Vor einer Lebensmittelausgabe treffen drei Frauen aufeinander, deren Leben unterschiedlicher kaum sein könnten. Ein rassistischer Zwischenfall bringt sie für Augenblicke zusammen und löst eine Kette von Ereignissen aus, die ihre tiefsten Wunden, Hoffnungen und Ängste offenlegt. Laura, frisch aus dem Gefängnis entlassen, versucht, sich ein neues Leben aufzubauen und sich ihrer schmerzhaften Vergangenheit zu stellen. Evîn, einst in einer Fraueneinheit im Kampf in Syrien, ringt nun in Deutschland um Halt und Zugehörigkeit, und die Möglichkeit, für ihre Überzeugungen einzustehen. Polizistin Julia wiederum kämpft hinter der Fassade eines geregelten Familienlebens gegen eine immer bedrohlicher werdende Gewalt in ihrer eigenen Ehe. Während jede der drei Frauen ihren ganz persönlichen Überlebenskampf führt, verbindet sie mehr, als ihnen bewusst ist: die Sehnsucht nach Selbstbestimmung, Würde und einem Leben ohne Angst.
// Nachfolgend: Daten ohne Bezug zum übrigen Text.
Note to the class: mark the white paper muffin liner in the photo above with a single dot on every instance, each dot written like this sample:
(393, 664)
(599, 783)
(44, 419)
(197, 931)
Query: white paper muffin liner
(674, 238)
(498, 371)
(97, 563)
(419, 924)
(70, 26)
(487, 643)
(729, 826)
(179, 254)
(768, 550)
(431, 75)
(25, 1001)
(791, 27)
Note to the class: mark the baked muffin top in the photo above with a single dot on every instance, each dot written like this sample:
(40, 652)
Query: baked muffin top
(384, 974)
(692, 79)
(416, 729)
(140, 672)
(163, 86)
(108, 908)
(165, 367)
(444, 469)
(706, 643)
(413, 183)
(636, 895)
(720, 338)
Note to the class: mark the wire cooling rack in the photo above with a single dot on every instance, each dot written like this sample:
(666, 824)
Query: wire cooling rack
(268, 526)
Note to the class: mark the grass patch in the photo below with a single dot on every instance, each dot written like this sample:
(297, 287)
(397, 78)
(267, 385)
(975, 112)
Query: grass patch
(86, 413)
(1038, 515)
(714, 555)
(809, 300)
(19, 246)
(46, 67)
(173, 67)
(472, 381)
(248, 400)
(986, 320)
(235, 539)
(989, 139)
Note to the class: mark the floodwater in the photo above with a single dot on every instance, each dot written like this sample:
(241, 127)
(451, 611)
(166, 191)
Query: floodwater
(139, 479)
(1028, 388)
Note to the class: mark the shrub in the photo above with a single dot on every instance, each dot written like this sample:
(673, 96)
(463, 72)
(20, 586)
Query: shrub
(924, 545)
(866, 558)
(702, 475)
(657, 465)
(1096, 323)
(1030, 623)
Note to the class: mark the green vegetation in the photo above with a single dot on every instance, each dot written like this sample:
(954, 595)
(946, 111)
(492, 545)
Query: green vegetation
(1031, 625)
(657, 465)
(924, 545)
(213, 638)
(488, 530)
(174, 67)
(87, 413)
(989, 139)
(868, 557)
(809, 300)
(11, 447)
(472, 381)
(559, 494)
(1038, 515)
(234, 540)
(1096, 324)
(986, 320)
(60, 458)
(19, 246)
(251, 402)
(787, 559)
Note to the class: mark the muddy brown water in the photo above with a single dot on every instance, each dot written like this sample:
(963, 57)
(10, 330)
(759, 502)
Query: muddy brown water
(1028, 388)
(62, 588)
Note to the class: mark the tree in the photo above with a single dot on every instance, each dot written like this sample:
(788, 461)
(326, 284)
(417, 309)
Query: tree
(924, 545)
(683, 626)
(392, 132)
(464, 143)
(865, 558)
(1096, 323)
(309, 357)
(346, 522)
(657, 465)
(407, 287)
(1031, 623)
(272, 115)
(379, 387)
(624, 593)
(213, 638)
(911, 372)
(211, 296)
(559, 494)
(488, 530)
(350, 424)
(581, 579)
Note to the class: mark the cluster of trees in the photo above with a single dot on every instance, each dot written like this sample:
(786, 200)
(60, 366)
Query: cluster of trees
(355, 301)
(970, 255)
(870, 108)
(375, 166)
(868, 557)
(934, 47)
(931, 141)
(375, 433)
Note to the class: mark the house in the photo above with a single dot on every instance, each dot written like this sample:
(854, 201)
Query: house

Mit großer emotionaler Intensität erzählt „Wovon sollen wir träumen“ von Mut, Verletzlichkeit und der Kraft, sich gegen Ungerechtigkeit zu stellen.
Ein bewegendes Drama über drei Schicksale, die sich nur für einen Augenblick kreuzen – und doch voneinander berührt werden, auf eine Weise, die ihr Leben verändert.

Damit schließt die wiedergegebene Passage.